Limerick politicians say water charges should be refunded

Nick Rabbitts

Reporter:

Nick Rabbitts

Limerick politicians say water charges should be refunded

Cllr Michael Sheahan: "People who paid water charges should now be reimbursed"

WITH water charges set to be put on ice, local Fine Gael councillor Michael Sheahan believes those who have already paid should be refunded.

“I’m pulling no punches on this, people who paid water charges should now be reimbursed. They made the sacrifice, they made the contribution,” he said.

And in a rare sign of agreement, Anti-Austerity Alliance councillor Cian Prendiville says people who paid “under intimidation” should also get their money back.

In order to ensure Fianna Fail’s support for a minority government, Fine Gael has agreed to suspend water charges while a commission looks at the future of Irish Water, and how it should be paid for in future.

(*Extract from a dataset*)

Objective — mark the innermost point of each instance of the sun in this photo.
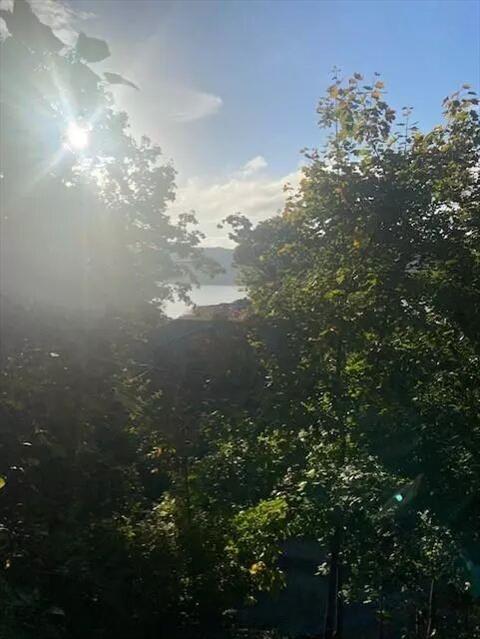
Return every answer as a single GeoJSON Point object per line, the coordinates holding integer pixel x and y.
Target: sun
{"type": "Point", "coordinates": [77, 136]}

The suspension has been welcomed by anti-water charges campaigners, but concern has been expressed in some quarters over the quality of the supply in future, and the potential imposition of punitive taxes to pay for the liquid.

Cllr Sheahan said: “People must be thinking: we paid our charges, we did it for the good of the country, we did it because it was right to do it, and now we are being told it is not right to do it. What happens when we need to fund water infrastructure? That is the biggest issue for me.”

He maintains a majority of the tax-paying public actually paid the controversial charges.

Cllr Prendiville said the climbdown on water charges proves “the power of the people is greater than that of the people in power”

“When the establishment were trying to bully people into paying water charges, the the message from the AAA was that if workers, young people and the unemployed stood together we could defeat these charges through our own power. Through protest, and most importantly the boycott ordinary people took power out of the hands of the political elite and into our own hands,” he said.

He said the suspension of charges is not due to Fianna Fail, which agreed water charges back in 2010.

“It is a result of our mass movement,” he said in a statement.

But, the northside councillor predicted the commission being set up by government to look at the charges issue will “desperately try to come up with some trick to continue the commodification of water”.

“We must keep up the pressure on the political elite to force the complete abolition of these charges and Irish Water, as well as fighting for a complete refund for those who paid and a halt to the metering programme,” he concluded.